U.S. officials announced Friday that the fishermen had been rescued by a U.S. Navy destroyer on Thursday, more than 40 days after their boat was commandeered by suspected Somali pirates in the northern Arabian Sea. The rescue came just days after Tehran warned the U.S. to keep the same group of warships out of the Persian Gulf in a reflection of Iran's fear that American warships could try to enforce an embargo against Iranian oil exports.
"The rescue of Iranian sailors by American forces is considered a humanitarian gesture and we welcome this behavior," Foreign Ministry spokesman Ramin Mehmanparast was quoted as saying by state TV's Al-Alam Arabic channel.
Iran's hard-line Fars news agency had a different take, calling the rescue operation a Hollywood dramatization of a routine event.
The Fars report noted that attacks by Somali pirates in the region are common and said that Iran's navy has itself freed many mariners held by pirates in recent years without seeking to highly publicize it.
Amid escalating tension with Iran over its nuclear program, the Obama administration reveled in delivering Friday's announcement and highlighted the fact that the rescuing ships were the same ones Iran's army chief had just said were no longer welcome in the Persian Gulf.
"Basically, rescuing trading and fishing boats from the hands of pirates in the Arabian Sea and the Gulf of Aden is considered a completely normal issue," Fars said. "A U.S. helicopter filming the rescue operation from the first minute makes it look like a Hollywood drama with specific locations and actors.
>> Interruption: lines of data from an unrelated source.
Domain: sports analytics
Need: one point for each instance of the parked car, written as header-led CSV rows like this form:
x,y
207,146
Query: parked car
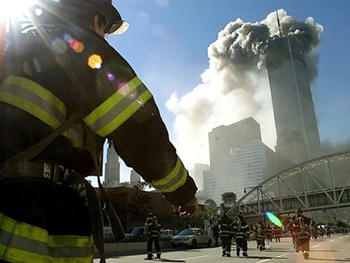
x,y
167,233
136,234
191,237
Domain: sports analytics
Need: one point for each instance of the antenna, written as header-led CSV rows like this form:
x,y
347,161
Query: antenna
x,y
278,23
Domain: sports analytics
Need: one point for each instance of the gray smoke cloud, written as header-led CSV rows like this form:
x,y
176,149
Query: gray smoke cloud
x,y
235,86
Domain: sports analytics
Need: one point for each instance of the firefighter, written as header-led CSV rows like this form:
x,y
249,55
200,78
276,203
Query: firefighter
x,y
241,235
153,236
269,233
225,224
302,226
277,233
260,235
215,230
64,92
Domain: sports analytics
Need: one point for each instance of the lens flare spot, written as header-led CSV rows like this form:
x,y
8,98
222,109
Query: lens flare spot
x,y
95,61
59,46
110,77
273,218
76,45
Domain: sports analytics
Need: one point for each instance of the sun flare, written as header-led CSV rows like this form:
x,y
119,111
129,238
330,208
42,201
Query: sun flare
x,y
14,8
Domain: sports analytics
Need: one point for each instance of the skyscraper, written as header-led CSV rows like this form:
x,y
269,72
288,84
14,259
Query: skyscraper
x,y
296,126
244,167
112,167
223,139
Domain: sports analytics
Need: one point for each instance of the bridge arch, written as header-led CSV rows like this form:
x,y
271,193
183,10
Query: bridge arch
x,y
317,184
It shows the Americans tried to publicize it through the media and present the American warship as a savior."
The semiofficial Fars news agency is considered close to Iran's powerful Revolutionary Guard military force.
Fars reported in April that Iranian naval commandos had driven off pirates attempting to hijack a supertanker off Pakistan's southwestern coast.
"Iran's navy has rescued various foreign ships from the hands of pirates ... but never publicized that," it said.
Naval forces from several countries patrol shipping lanes in the region in pursuit of Somali pirates. The pirates, who are after huge ransoms, have dramatically expanded their range in recent years and targeted some of the largest vessels to take to the seas, including oil supertankers.